Il y a plusieurs façons que la technologie alimentée par l'IA peut prendre sur les biais liés à l'âge-certains sont plus évidents que d'autres. La plupart des applications créées pour les personnes âgées ont tendance à se concentrer sur les maladies chroniques et la gestion des soins de santé, et sont rarement associées au plaisir ou aux loisirs. Au lieu de cela, la technologie créée pour les personnes âgées a tendance à les voir avec une lentille biomédicale, générant une technologie axée sur un besoin lié à la santé.
Cette représentation âgiste des personnes âgées se répercute dans la conception de la technologie. Les aspects normaux du vieillissement, tels que les différences dans la fonction motrice ou la perception, ne sont pas pris en considération. C'est l'un des « cycles d'injustice » qui perpétue les préjugés liés à l'âge décrits dans mon article et qui sous-tend l'exclusion des voix et des données des personnes âgées.
Comment l'exclusion des personnes âgées contribue-t-elle à l'âgisme numérique?
Les données utilisées pour construire divers modèles et algorithmes ont ensuite un impact sur les performances de l'algorithme. Spécifiques aux biais liés à l'âge, les personnes âgées sont le groupe d'individus à la croissance la plus rapide utilisant la technologie, mais une grande partie des données utilisées pour construire des systèmes d'IA sont basées sur des personnes plus jeunes. Ceci, à son tour, génère des applications et des technologies qui ne sont pas conçues pour les personnes âgées, de sorte qu'elles ne les utilisent pas.
Cette inadéquation dans la conception et la technologie contribue à un manque de données des personnes âgées, ce qui amplifie leur exclusion tout au long du pipeline de la création technologique.
L'âgisme est le parti pris le plus socialement accepté malgré le fait que c'est une éventualité pour nous tous. Au fur et à mesure que la démographie des populations commence à changer, de plus en plus d'adultes âgés se tourneront vers une technologie qui n'est pas conçue pour eux.
Une partie de nos travaux futurs consiste à illustrer efficacement à quel point l'âgisme est intégré dans l'IA et le développement technologique et à suggérer des moyens de l'atténuer.

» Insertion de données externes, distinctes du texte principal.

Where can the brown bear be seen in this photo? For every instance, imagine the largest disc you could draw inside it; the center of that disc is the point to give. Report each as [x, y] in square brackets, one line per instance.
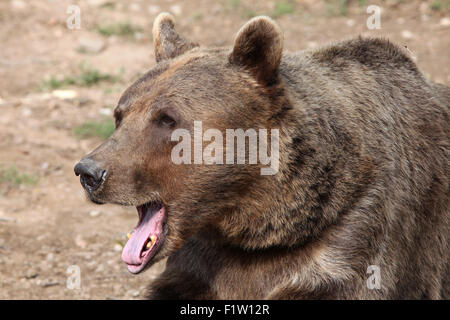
[358, 206]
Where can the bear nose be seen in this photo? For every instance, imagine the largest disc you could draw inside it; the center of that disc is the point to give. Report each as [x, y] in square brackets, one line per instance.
[91, 175]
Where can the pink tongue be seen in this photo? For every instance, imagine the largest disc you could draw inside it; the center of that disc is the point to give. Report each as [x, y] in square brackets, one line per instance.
[149, 224]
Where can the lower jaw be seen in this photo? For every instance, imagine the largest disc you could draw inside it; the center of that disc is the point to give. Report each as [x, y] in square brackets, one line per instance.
[148, 262]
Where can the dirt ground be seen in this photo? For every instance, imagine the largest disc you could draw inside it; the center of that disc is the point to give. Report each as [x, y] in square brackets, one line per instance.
[58, 87]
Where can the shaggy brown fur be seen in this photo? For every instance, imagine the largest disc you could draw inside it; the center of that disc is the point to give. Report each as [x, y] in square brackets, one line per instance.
[363, 177]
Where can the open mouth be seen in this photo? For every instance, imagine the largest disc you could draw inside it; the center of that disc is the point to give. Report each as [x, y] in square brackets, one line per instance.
[146, 238]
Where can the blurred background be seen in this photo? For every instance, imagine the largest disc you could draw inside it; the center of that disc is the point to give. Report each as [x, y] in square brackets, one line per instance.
[59, 85]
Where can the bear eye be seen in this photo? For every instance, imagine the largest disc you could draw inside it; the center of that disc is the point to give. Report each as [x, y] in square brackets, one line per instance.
[166, 120]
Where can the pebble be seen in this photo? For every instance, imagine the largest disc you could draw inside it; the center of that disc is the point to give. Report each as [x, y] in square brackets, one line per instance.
[48, 283]
[79, 241]
[132, 293]
[176, 9]
[64, 94]
[407, 34]
[31, 274]
[18, 4]
[94, 213]
[445, 22]
[90, 45]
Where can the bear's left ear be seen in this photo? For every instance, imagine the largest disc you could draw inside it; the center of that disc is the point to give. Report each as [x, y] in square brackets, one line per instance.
[168, 43]
[258, 48]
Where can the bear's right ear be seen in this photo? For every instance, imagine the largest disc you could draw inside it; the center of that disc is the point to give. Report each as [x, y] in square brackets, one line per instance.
[258, 48]
[168, 43]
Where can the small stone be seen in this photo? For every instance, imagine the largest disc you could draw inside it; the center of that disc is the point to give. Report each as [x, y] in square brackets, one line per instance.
[89, 45]
[105, 111]
[18, 4]
[407, 34]
[64, 94]
[94, 213]
[79, 241]
[49, 283]
[132, 293]
[445, 22]
[350, 22]
[135, 7]
[26, 112]
[31, 274]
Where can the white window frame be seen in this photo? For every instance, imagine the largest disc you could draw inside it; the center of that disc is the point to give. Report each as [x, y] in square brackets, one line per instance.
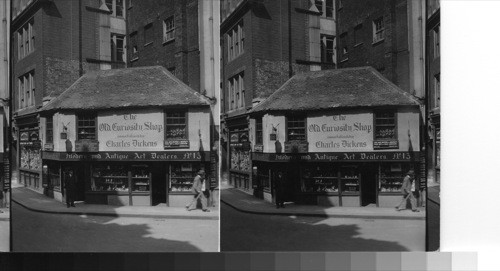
[378, 30]
[169, 29]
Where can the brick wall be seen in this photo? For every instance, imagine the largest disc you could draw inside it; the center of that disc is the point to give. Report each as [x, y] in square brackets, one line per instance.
[390, 56]
[182, 53]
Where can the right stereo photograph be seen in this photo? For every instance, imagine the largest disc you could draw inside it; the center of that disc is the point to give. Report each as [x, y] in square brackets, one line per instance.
[330, 125]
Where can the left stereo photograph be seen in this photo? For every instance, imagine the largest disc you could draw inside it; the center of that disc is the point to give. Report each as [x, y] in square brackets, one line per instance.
[114, 126]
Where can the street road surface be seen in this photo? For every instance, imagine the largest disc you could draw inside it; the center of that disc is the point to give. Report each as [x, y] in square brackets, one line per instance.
[36, 232]
[249, 232]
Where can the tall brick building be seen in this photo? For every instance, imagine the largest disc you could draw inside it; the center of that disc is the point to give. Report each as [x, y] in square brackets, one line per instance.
[53, 44]
[263, 44]
[433, 86]
[183, 37]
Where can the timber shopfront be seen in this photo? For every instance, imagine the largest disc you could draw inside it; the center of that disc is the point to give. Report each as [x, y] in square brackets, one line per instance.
[340, 150]
[128, 155]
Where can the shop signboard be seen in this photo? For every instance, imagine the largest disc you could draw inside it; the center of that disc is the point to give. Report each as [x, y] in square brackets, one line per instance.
[133, 131]
[340, 132]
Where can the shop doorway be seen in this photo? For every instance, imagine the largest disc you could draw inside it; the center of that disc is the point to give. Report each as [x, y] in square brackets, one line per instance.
[368, 185]
[159, 185]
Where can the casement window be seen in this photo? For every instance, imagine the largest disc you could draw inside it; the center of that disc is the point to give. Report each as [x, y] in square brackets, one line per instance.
[378, 30]
[117, 47]
[49, 129]
[436, 41]
[133, 45]
[86, 126]
[148, 34]
[258, 131]
[236, 91]
[343, 45]
[176, 125]
[26, 90]
[169, 29]
[325, 7]
[436, 97]
[116, 7]
[236, 41]
[327, 48]
[357, 35]
[26, 39]
[296, 128]
[385, 125]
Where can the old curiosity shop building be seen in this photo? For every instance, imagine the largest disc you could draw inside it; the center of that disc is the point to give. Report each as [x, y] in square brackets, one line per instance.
[132, 136]
[341, 137]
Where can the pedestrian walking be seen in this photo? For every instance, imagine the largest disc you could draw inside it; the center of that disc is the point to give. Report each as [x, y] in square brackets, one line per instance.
[408, 190]
[279, 188]
[70, 184]
[201, 191]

Quelles sont certaines de vos premières recommandations pour aborder l'âgisme numérique pour les personnes âgées?
La prise de conscience de l'âgisme numérique est la première étape-et est essentielle pour aller de l'avant. L'âge croise d'autres dimensions de la vulnérabilité et devrait être abordé. Une recommandation structurelle est de discuter de la nécessité d'une co-conception interdisciplinaire-c'est-à-dire d'inclure les personnes âgées dans la conception de la technologie dès le début et non à la fin, et des ensembles de données plus représentatifs des personnes âgées.
Une chose que mon équipe a fait a été de passer au peigne fin l'inventaire mondial des lignes directrices en matière d'éthique de l'IA, qui est un référentiel qui compile des documents de recommandation sur la façon dont les systèmes d'IA peuvent mener une prise de décision automatisée éthique. Bon nombre de ces lignes directrices ont souligné l'équité comme un principe éthique clé, ainsi que la nécessité de réduire les préjugés. Parmi ces près de 150 documents créés par des organisations établies, des gouvernements et des groupes internationaux, nous avons trouvé très peu de mention de l'âge, des préjugés d'âge ou de l'âgisme par rapport aux préjugés raciaux ou sexuels.
Maintenant, mon équipe essaie de déterminer les implications sociétales et éthiques, ainsi que le degré de préjudice causé actuellement en ce qui concerne l'âgisme numérique. Le travail est fondamental pour attirer l'attention sur cette question alors que nous avons entrepris de définir le problème.